Comparé à la surface des terrains communaux, le maire (qui a oublié ce qu'il disait les mois précédents) espère profiter d'un défraiement de 1 ou 2 millions. M. Irigoyen propose « 300 000frs pour avoir la liberté de couper tout le bois encore restant en pied sur la zone litigieuse. A l'extrême rigueur il pourrait offrir 20 à 30 000frs supplémentaires.» J'imagine les mentons qui tombent, les bouches s'arrondissent. Ooooh ! De qui se moque-t-on ? Pendant que fusent les sarcasmes et les œillades assassines, Sermet teste le maire, seul dans un coin. Il lui rappelle qu'il n'aurait jamais entrepris une coupe à cet endroit, que c'est une manne inespérée pour la commune, que la neige va arrêter l'exploitation et qu'ensuite il sera bien difficile d'obtenir un dédommagement, qu'un tiens vaut mieux que deux tu l'auras, qu'on ne sait pas encore à qui le terrain appartient en réalité... Le maire finit par se rendre à ses raisons. Il restait ensuite à convaincre le conseil municipal. Les foséens essaient d'estimer le préjudice. M. Boussac pense qu'il reste 1000 m3 de bois exploitable d'une valeur de 800fr le m3. « Il était évident que M. Irigoyen ne paierait jamais 800 000frs. Je proposais alors que la commune accepte de ne recevoir que 500 000frs à titre de forfait ». L'offre est difficile à accepter par les conseillers mais avec force diplomatie, et avec l'aide du maire, Sermet réussit à la leur faire admettre. Il faut encore que les espagnols acquiescent ! « Ceux-ci eurent alors un mouvement de recul » ils sont aussi offusqués que l'ont été les premiers. C'est beaucoup trop ! On n'allait pas sortir de cet imbroglio ; la réunion avait commencée à 17 h, la nuit tombe, c'est l'heure du berger, la lassitude est perceptible, on désespère... Mais je devine M.Irigoyen, en grand seigneur, faire taire le brouhaha d'un coup de son makila sur le bureau du maire et dans le silence revenu déclarer consentir à payer i-mmé-dia-te-ment les 500 000 frs car il est pressé de reprendre le travail, chaque journée lui coûtant 5000 pesetas que les ouvriers travaillent ou pas. Il s'engage de plus, à ne pas demander de remboursement s'il s'avérait, plus tard, que le terrain en litige ne fut pas attribué à Fos par la Commission des Pyrénées.

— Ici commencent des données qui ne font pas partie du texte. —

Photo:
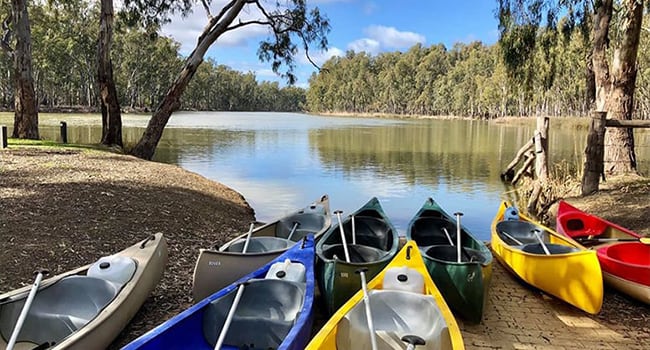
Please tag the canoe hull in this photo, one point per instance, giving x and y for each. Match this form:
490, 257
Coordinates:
574, 277
215, 269
464, 284
186, 330
151, 259
625, 266
341, 333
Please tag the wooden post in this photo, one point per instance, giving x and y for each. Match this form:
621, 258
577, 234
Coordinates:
594, 154
3, 136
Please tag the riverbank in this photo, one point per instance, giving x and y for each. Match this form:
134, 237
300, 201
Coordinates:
65, 207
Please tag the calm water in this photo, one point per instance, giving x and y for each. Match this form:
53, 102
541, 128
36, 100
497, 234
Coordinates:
280, 162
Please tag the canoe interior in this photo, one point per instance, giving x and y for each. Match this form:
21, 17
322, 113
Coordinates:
62, 308
450, 254
370, 231
267, 311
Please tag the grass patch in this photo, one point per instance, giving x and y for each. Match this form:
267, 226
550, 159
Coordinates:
50, 144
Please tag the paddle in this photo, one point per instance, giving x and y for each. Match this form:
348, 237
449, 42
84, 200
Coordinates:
233, 307
366, 302
644, 240
354, 230
293, 229
345, 243
25, 310
536, 232
518, 242
458, 244
412, 341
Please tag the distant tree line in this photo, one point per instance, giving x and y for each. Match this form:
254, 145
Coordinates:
470, 79
64, 48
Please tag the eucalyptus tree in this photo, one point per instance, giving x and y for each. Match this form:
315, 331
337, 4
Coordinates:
288, 22
25, 104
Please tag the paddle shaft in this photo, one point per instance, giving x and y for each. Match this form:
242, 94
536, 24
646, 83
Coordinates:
293, 229
231, 314
24, 311
343, 240
458, 242
366, 301
512, 238
248, 238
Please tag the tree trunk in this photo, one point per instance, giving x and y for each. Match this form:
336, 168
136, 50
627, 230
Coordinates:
619, 151
110, 106
26, 111
146, 147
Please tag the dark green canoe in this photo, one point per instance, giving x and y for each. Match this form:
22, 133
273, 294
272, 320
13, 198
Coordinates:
374, 246
464, 284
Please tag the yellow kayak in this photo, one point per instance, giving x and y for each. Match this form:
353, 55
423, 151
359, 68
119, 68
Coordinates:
559, 266
405, 305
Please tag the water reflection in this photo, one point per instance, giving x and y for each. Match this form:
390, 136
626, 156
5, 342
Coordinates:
280, 162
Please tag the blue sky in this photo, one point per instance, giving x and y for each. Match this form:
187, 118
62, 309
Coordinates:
370, 25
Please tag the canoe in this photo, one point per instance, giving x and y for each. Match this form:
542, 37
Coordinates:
86, 308
413, 307
570, 272
217, 268
374, 244
463, 283
274, 312
626, 266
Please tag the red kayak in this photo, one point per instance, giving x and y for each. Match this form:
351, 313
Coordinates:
624, 255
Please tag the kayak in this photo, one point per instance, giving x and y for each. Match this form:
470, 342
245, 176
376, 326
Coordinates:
463, 282
85, 308
217, 268
625, 261
274, 310
372, 242
559, 266
405, 305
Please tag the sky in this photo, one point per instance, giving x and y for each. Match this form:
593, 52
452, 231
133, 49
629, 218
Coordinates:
374, 26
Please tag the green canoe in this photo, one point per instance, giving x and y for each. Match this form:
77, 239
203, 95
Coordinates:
373, 246
464, 284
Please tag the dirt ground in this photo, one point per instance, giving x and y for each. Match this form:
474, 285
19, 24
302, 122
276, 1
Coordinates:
62, 208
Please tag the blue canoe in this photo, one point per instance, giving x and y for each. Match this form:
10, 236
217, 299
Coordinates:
275, 310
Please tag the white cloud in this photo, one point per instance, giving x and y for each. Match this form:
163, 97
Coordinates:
370, 46
320, 57
390, 37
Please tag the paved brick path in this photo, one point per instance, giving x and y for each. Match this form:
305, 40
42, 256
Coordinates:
520, 317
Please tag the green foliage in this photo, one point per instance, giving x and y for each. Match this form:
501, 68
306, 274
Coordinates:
145, 64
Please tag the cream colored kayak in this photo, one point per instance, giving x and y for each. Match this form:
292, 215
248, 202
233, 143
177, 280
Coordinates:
404, 302
215, 269
88, 307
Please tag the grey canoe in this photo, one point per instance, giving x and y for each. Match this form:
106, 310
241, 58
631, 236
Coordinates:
217, 268
88, 307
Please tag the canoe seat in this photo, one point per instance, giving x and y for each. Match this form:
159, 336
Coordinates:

« Je fis alors remarquer combien cette attitude était généreuse. M. Irigoyen répliqua qu'il faisait un geste, non pas à cause de la commune de Fos (pan ! une pique pour les conseillers. ) mais à cause de l'amabilité de son maire qui lui avait permis l'an dernier d'installer son câble dans de bonnes conditions. Il le faisait aussi à cause de moi-même qui avais toujours essayé d'arranger les choses » écrit Sermet.

Mais la journée n'est pas encore finie !

  • L'administrateur des Douanes soutenait qu'il y avait infraction à l'exportation de bois français vers l'Espagne.

  • Le technicien des Eaux et Forêts, M. Boussac, répétait sans cesse que le ravin le plus méridional (celui du Terme) marquait la frontière. M. Sermet lui dit, en aparté, que c'était aussi son sentiment mais qu'il ne pouvait en faire état dans le conflit présent.

Pour calmer les deux derniers récalcitrants il démontra que les administrations des Douanes et des Eaux et Forêts ne pouvaient être intéressées car on ne savait encore a qui appartenait le terrain litigieux. Qu'il fallait attendre la décision de la CIP... nous savons que le propos était pour le moins facétieux puisque le résultat dépendait de lui et de son grand ami Alija !

De plus il demande que la limite de coupe parte du bas d'une cascade qui se trouve au nord de la borne 408 et suive « la ligne de plus grande pente ». Il n'a certainement pas pris cette décision sur l'instant, il l'avait envisagée bien avant ; avait-il déjà son idée sur le tracé de la frontière ?

La journée se termine sur un compromis et, comme c'est toujours le cas, un compromis ne laisse que des déçus. Pour les uns c'est trop, pour les autres pas assez mais la journée a été longue chacun rentre dépité dans ses pénates.


Il reste à dire où est très exactement la ligne frontière.

Il faut revenir au texte du général Callier.

407. Borne au cap de Touète. En ce point, la ligne internationale abandonne la crête et descend par le versant septentrional pour aller directement à l'origine du ruisseau du Terme, appelé aussi Riou-Poudèt. 

408. Borne sur un rocher, au-dessus de la naissance du ruisseau du Terme, à 312 mètres de la précédente. La frontière descend par le cours de ce ruisseau jusqu'à son embouchure dans la Garonne où se trouve la 409.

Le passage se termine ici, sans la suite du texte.